A few years ago we ran a college student for city council, because we weren't happy with what some of the old fogeys on the council were doing. Our favorite word, "authoritarian" might apply to the established council. :)
The college student won, because we voted for him, and he got under the established council-members' skin because he wouldn't play the game. Much like Bernie Sanders or Rand Paul, this college student (Jess Fields) refused to go along with the rest of the council when they weren't doing the right thing. Jess is now running for the state legislature, and we fully expect he'll win.
If Bernie Sanders and Rand Paul can get elected to Congress, as much as they grate on the establishment, there's no reason we can't elect Jess Fields to Congress in a few years. He's a lot brighter, and representative of the people, than the idiot Congressman this article is about.
> What you just did is to confirm that you are out of step with the party that you apparently support.
As I mentioned elsewhere in this thread, these days I can't vote for a party, I have to spend the time to select a candidate, on their merits. As an example, for me, both Hillary and Trump seemed to be rather bad options, so I wouldn't vote for either based on party. I voted against Trump twice and against Hillary once.
In the *primaries* I must choose whether to vote in the Republican primary, the Democrat, or the Libertarian. For reasons outside the scope of this post, I find the general platform and approach of the Democrat leadership to be repugnant, so there are few Democrats I can support. The libertarian primary isn't strategically as important (though a libertarian vote in the general can make sense), so in the primary I end up voting with the intent of trying to get the Republicans to nominate the best (least objectionable?) candidate.

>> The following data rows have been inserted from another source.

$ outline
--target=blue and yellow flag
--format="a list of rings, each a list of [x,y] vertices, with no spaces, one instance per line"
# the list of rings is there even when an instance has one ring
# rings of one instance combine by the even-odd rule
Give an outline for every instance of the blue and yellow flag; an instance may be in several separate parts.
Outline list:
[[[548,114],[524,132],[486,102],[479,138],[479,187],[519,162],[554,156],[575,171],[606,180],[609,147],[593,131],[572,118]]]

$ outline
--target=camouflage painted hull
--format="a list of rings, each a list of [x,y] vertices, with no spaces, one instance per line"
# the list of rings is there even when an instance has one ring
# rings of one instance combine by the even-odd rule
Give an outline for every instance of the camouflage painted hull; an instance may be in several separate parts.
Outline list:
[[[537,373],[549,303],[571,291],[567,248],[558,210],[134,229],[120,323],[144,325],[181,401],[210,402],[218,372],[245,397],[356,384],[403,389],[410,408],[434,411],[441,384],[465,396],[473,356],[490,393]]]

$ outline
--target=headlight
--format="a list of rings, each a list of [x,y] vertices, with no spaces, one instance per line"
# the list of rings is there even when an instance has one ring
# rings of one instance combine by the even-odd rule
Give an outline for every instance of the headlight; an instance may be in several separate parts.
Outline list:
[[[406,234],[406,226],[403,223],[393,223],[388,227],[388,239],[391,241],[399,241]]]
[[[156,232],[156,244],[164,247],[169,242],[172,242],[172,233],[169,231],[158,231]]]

Once upon a time, before I got sick of it all, I used to call in to Conservative talk shows reminding their guests amd listeners that if conservatives support the Constitution, that means they must support the first amendment, not just the second amendment. The fourth amendment too. This because the liberals don't even pretend to value the Constitution, their shtick is ignoring ("reinterpreting") the Constitution based on how they feel from week to week. I can't make a Constitutional argument to an audience who believes the Constitution has no meaning beyond whatever their emotional gut feeling is at the moment. Again, I'm not saying conservatives follow the Constitution - I'm saying the CLAIM to. When they fail to do so, I can point out the inconsistency between their words and their actions.